Insects have been around for more than 400 million years. Dinosaurs (non-avian) only lasted 180 million. What determines how long families, genera, and species survive? When biological and physical events impact a species so that the death rate continuously exceeds the birth rate, that life form has begun a downward spiral towards extinction. Ultimately a low population threshold is reached where recovery is impossible and the fate of the species is sealed. That loss has a ripple effect throughout the ecosystem, the severity of which depends on the importance of the species. Demise of a keystone species invokes the greatest aftermath; the cessation of one with global distribution has worldwide consequences, producing a cascade effect throughout the species range. Depending on the organism's importance, the effect can be short or long term, but nothing disappears from the earth without producing some change.

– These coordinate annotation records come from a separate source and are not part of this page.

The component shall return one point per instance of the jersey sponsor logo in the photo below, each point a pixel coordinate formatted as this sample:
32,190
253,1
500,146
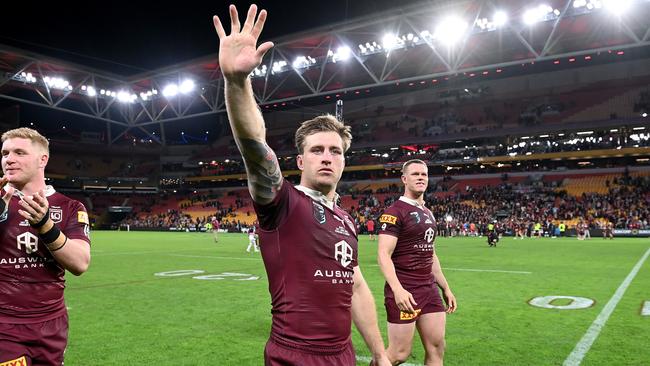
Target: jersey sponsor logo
82,217
403,315
56,215
319,213
343,253
388,219
429,235
29,241
21,361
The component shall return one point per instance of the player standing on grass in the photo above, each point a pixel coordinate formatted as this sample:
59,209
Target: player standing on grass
407,258
309,244
43,234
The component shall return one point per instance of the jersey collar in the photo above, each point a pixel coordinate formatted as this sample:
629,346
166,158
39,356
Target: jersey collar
49,190
411,202
318,196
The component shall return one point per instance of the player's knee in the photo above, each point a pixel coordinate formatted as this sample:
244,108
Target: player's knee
400,354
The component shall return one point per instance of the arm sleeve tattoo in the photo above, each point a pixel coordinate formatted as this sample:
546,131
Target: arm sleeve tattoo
262,168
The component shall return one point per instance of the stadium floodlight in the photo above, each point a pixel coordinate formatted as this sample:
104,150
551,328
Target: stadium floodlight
450,30
186,86
538,14
500,18
170,90
123,96
277,66
389,42
342,54
617,7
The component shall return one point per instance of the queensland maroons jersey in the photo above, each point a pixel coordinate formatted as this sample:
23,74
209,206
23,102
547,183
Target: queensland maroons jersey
415,229
309,248
31,281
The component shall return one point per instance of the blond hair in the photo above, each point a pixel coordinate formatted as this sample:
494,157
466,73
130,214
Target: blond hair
410,162
29,134
324,123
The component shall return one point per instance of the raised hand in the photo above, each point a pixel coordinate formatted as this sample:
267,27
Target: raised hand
239,54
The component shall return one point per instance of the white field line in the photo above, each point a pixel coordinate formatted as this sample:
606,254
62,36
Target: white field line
583,346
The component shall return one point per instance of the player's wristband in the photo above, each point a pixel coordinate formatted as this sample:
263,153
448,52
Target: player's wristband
43,220
61,246
51,235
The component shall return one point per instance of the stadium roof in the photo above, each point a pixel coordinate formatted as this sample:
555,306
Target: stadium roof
417,43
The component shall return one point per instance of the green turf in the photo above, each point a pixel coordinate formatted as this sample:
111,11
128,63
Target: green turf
120,313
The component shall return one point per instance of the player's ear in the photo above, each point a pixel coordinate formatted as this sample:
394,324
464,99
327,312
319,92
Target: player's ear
300,162
42,162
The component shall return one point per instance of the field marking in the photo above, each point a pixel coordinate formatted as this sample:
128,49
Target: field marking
583,346
151,252
470,270
216,257
368,359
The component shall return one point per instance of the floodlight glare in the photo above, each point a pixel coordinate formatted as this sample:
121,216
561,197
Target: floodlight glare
186,86
170,90
389,41
617,7
450,30
500,18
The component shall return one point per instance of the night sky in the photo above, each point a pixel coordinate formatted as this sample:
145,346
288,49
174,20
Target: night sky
128,37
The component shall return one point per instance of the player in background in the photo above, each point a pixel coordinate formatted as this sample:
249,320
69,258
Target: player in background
215,229
408,260
43,234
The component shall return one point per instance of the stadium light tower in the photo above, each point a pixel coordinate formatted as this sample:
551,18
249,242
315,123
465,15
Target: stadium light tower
450,30
617,7
500,18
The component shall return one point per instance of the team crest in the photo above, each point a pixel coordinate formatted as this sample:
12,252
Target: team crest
319,213
56,215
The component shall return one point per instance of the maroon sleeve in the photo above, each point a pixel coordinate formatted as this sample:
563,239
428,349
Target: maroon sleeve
271,215
77,226
390,222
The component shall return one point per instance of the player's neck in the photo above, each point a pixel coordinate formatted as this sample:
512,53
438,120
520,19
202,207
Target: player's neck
30,188
419,198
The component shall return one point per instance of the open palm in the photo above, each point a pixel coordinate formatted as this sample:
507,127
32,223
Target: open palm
238,51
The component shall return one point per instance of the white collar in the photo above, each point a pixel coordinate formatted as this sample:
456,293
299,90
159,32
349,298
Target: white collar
318,196
411,202
49,190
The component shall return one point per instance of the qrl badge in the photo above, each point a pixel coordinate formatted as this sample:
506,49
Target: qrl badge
319,213
343,253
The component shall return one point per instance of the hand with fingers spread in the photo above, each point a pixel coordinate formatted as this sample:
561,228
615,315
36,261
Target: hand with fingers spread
239,54
6,197
35,209
405,301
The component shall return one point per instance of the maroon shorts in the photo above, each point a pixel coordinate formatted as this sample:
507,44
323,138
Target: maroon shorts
428,301
37,344
280,355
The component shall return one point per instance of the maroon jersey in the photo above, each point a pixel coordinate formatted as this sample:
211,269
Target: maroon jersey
309,251
31,281
415,229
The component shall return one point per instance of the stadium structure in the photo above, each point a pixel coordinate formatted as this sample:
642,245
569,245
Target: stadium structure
524,111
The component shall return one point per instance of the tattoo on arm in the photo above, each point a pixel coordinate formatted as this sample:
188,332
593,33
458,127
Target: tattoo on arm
262,168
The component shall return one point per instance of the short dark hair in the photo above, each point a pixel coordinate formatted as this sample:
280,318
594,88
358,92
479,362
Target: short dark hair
324,123
410,162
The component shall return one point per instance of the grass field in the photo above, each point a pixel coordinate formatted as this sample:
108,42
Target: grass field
121,313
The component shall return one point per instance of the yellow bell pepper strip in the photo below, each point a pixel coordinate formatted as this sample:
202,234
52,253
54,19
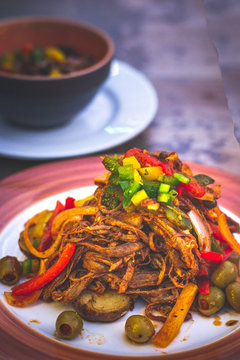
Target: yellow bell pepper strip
36,283
58,221
226,233
70,213
46,238
172,325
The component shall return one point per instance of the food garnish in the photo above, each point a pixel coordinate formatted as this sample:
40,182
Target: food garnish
151,230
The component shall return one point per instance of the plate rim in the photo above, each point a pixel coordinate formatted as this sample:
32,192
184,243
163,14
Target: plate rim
94,167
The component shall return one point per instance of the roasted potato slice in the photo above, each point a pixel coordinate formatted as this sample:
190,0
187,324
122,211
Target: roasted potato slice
107,307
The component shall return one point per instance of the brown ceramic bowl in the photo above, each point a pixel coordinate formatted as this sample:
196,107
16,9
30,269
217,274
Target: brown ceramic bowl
40,102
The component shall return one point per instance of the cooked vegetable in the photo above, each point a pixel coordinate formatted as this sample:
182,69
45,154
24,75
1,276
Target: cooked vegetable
210,204
69,324
147,232
226,233
172,325
233,295
224,274
38,282
107,307
204,179
139,328
211,303
10,270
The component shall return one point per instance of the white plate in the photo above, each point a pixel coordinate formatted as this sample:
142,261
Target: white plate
106,338
123,108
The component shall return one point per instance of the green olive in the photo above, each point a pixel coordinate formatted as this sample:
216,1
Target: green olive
68,324
139,328
233,295
224,274
10,270
211,303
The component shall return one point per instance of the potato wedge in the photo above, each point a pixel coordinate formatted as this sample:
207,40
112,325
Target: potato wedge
107,307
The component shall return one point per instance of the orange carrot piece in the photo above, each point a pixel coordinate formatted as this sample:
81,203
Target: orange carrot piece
172,325
226,233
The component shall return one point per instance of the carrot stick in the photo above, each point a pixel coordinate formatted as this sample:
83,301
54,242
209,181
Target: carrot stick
226,233
174,321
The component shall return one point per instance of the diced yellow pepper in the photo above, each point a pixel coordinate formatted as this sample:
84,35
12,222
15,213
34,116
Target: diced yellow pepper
137,177
139,196
154,206
79,203
133,161
151,172
55,54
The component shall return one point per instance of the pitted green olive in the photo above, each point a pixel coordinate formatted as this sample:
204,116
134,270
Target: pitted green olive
224,274
233,295
139,328
211,303
68,324
10,270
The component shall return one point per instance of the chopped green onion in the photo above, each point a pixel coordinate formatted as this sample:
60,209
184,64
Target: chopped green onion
168,180
124,184
151,188
139,196
164,197
173,194
129,192
114,179
126,172
164,188
182,178
110,164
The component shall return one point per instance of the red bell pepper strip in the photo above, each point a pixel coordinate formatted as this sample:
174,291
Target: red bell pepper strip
29,286
146,159
69,203
26,49
212,256
203,285
203,271
192,188
216,232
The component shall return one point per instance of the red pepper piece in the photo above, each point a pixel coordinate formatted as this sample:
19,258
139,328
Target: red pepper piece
216,232
146,159
29,286
27,48
69,203
46,240
212,256
203,285
133,152
180,190
228,252
192,188
203,271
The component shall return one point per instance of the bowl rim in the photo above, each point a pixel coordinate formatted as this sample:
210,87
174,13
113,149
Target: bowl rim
55,19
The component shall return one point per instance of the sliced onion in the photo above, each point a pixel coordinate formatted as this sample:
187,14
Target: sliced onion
201,228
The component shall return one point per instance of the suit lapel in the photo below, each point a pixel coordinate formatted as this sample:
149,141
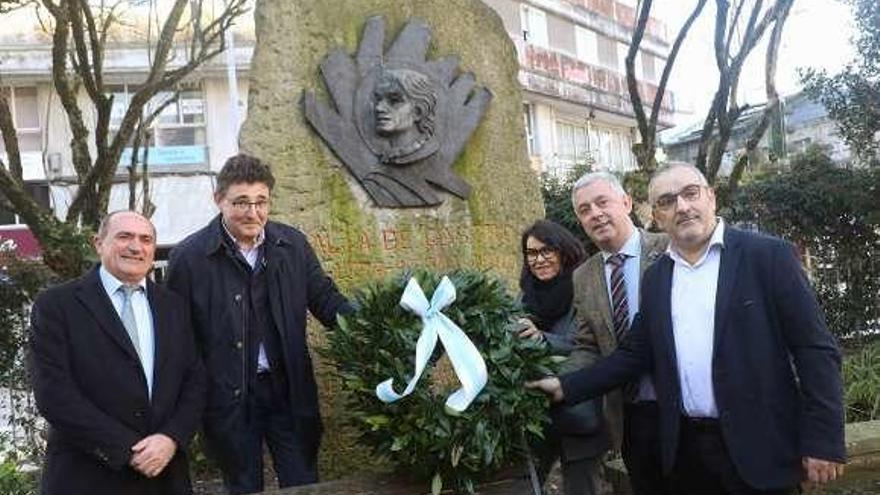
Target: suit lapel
92,295
730,258
161,332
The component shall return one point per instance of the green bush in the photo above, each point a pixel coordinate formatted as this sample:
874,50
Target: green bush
861,378
20,281
556,192
14,481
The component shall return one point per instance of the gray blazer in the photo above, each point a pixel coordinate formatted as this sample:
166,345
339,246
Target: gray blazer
595,334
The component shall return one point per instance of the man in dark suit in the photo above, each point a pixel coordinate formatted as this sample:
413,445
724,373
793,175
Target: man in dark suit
603,316
250,283
115,373
747,375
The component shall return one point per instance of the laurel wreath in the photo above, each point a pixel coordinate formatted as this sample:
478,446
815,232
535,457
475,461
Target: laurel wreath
416,433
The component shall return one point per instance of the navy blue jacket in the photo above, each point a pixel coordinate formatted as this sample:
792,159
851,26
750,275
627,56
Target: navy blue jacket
90,387
775,369
203,269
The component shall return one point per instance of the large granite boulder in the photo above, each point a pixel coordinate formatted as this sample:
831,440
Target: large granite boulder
477,224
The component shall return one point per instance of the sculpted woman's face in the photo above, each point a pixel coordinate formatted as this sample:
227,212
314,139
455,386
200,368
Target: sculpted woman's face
395,112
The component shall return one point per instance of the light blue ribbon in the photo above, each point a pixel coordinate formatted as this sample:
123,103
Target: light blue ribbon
466,359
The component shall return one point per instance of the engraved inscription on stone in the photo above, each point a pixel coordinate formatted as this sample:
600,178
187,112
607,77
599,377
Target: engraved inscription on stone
398,120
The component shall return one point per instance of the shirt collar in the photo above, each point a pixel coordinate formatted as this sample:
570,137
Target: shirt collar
717,239
631,248
257,242
112,284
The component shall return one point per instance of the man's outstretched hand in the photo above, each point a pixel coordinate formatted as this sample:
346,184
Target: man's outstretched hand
550,386
819,472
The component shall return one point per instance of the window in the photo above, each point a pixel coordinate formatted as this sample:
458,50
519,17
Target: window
572,146
586,45
26,116
529,124
622,50
607,51
179,134
561,35
534,26
612,148
40,193
649,70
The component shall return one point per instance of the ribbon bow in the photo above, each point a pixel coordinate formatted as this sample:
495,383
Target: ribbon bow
465,358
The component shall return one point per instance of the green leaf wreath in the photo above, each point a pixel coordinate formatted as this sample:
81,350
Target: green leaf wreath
417,433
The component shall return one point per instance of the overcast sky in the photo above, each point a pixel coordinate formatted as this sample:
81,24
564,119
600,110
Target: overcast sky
817,34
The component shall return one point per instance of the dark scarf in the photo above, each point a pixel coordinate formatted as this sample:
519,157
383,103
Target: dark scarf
547,301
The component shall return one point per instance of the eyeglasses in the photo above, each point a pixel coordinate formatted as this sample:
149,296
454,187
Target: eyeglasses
545,252
689,193
243,205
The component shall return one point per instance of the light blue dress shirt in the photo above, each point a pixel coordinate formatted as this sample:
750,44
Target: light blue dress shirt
140,306
252,255
632,248
692,301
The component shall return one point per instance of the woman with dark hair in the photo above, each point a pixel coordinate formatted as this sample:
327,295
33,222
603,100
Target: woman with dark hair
577,435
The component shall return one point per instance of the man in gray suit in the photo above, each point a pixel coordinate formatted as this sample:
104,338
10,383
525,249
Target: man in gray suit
606,298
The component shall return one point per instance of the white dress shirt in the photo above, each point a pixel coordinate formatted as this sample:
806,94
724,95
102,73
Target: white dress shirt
632,249
140,306
694,287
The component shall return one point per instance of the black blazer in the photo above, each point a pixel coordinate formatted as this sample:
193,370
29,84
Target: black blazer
90,387
775,369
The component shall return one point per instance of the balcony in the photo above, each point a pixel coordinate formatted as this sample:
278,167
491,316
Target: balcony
559,75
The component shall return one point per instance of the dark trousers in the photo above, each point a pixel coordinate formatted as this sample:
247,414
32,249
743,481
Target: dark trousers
641,449
703,466
294,451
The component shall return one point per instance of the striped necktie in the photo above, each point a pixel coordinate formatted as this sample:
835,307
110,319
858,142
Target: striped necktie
619,305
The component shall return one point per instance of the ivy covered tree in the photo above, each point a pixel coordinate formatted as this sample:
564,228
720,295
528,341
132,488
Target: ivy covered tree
852,97
81,31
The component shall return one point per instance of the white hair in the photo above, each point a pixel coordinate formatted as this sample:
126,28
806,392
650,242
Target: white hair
669,167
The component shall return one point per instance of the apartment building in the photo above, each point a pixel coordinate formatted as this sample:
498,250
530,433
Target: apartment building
572,69
576,107
192,137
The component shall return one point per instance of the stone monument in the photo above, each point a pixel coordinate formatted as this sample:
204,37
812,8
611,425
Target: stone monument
395,131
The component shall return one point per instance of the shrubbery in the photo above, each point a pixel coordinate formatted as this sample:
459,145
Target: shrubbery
833,215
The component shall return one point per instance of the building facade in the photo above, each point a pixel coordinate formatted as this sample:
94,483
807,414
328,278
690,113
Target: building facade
576,107
572,55
191,137
800,124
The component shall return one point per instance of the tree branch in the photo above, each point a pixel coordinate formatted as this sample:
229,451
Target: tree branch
772,107
673,54
10,138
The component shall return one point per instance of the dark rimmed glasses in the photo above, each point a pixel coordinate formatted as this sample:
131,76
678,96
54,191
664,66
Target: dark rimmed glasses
545,252
690,193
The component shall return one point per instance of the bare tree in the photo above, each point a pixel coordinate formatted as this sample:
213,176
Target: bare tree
734,41
771,109
647,124
80,30
739,27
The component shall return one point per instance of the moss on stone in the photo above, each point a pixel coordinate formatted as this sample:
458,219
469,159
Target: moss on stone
355,240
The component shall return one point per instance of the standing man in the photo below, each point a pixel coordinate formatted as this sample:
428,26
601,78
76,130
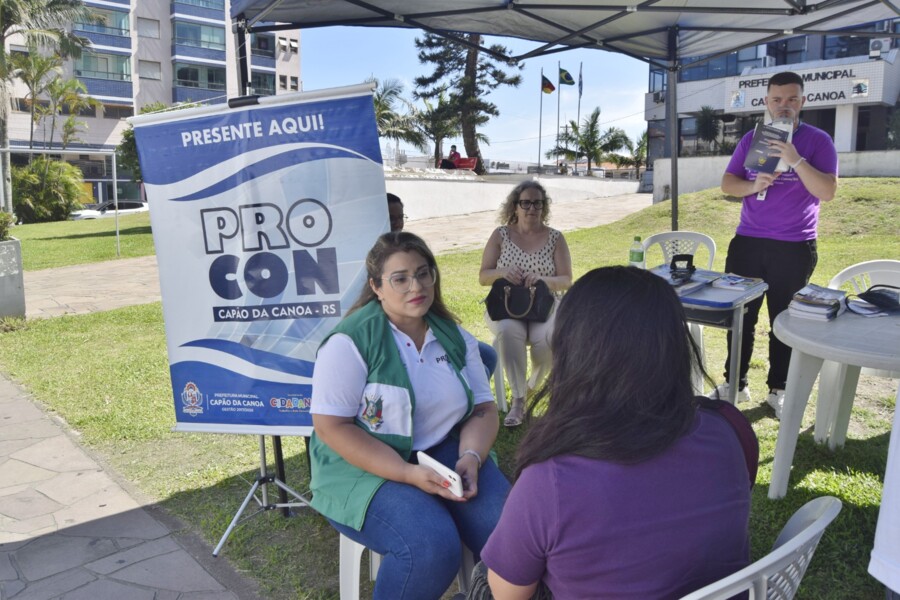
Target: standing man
776,237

To see how the cascade effect works, let's assume that a species of large tree in a tropical rain forest vanishes in a short period of time, say 100 years, due to a fungal infection. It was a keystone species, a dominant canopy tree that supported a wide range of flora and fauna. The first to follow are those specialists dependent on that tree's roots, foliage, flowers, fruits, seeds, and so on. These would probably be small life forms such as insects and fungi. Some trees host 1,200 or more invertebrates, and one-tenth of them could disappear. That is an immediate effect. But there are more gradual effects. The loss of the species to the ecosystem causes competition and changes in the community composition. Other plant species may die, taking their associated flora and fauna with them. Animals that fed on the invertebrates might move on to other prey, upsetting the balance and forcing more changes to occur. Event A leads to events B, C, D, and these in turn lead to E, F, G, H, I, and so forth. The overall magnitude of the events can never de determined. In the normal course of life, species composition in communities oscillates, a factor that leads to evolution and diversity. Sometimes, the disappearance of a species is not a terminal event but a pseudoextinction, which occurs when a plant or animal undergoes a gradual phyletic transformation into a new one. The organism never really disappears, but slowly becomes a daughter species. This gradual transformation provides its associates time to adapt and has minimal consequences to the ecosystem.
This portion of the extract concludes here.